Desire Me (MGM, George Cukor) exhibits many of the trends of the postwar cinema, with a complicated flashback structure, in which Greer Garson's character Marise, tells the story of waiting for her husband Paul (Robert Mitchum) to return from war only to hear of his death from a war compatriot, Jean, who tries to woo Marise in her loneliness. It's an unusual love triangle in which tense and geography separate Paul and Marise for much of the film. Within Marise's flashback, there are objective scenes that Marise did not witness as well as subjective flashbacks from both Marise and Jean.
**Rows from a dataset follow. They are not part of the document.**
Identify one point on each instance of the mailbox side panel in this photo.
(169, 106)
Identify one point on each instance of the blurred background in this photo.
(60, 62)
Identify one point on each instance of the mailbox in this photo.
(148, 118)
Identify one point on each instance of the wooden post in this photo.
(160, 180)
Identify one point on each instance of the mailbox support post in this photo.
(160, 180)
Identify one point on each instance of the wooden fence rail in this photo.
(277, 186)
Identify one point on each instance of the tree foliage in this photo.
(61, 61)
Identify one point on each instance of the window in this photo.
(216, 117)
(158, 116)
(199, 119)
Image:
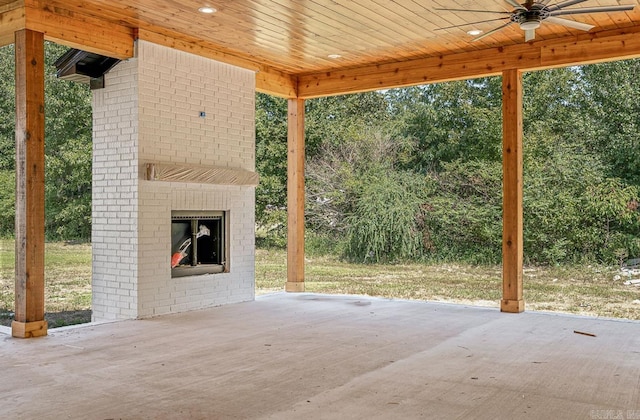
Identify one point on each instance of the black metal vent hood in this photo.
(84, 67)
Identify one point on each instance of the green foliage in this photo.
(611, 113)
(383, 226)
(463, 213)
(450, 121)
(67, 149)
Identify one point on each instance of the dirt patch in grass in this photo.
(67, 283)
(585, 290)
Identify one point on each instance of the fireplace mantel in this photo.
(215, 175)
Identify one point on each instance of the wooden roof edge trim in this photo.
(11, 21)
(576, 50)
(268, 80)
(82, 32)
(12, 5)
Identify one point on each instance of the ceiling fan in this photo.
(530, 15)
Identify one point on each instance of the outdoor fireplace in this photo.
(198, 243)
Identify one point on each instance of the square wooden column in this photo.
(512, 235)
(29, 288)
(295, 197)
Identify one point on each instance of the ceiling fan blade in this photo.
(468, 24)
(515, 4)
(491, 32)
(529, 35)
(592, 10)
(564, 4)
(569, 23)
(474, 11)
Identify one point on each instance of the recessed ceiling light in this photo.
(207, 9)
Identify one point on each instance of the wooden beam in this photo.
(29, 305)
(512, 236)
(79, 31)
(574, 50)
(295, 197)
(268, 80)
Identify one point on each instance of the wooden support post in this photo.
(295, 197)
(29, 288)
(512, 242)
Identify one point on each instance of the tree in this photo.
(67, 150)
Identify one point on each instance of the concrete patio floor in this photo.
(308, 356)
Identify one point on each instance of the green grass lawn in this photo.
(586, 290)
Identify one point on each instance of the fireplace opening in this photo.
(198, 243)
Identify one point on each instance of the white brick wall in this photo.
(150, 112)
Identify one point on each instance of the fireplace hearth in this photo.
(198, 243)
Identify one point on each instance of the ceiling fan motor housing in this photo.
(532, 17)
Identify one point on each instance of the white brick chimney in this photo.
(176, 109)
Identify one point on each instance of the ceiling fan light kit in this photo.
(531, 14)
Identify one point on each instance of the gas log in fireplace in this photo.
(198, 243)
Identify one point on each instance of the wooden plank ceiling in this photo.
(310, 48)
There are also a couple of points of subjunctive voiceover, in which the image does not serve as the past of the voice but rather as the enactment of it.

Where a film like The Unfaithful makes explicit the soldier's wife's adultery as part of a larger issue of wartime dislocation and postwar readjustment, Desire Me does so implicitly, often through the visual look of the film, which oscillates between I Know Where I'm Going-like invocations of Brittany...


to newsreel documentary...

French poetic realism...

and finally a stylized low-key "action" style - see for instance a scene between Paul and Jean which avoids usual coverage and cross cutting in favor of complementary and oblique framing.



I'm not sure if this is Joseph Ruttenberg trademark style, but it's notable in a Cukor romantic drama.

The shift in visual style as well as the flashback structure and the star images of Garson and Mitchum (an unlikely pair) serve to invoke and contain wartime dislocation. Moreover, I'd read this film as yet another attempt at MGM invoking topical and "modern" sensibility within the constraints of studio house style and genre preference.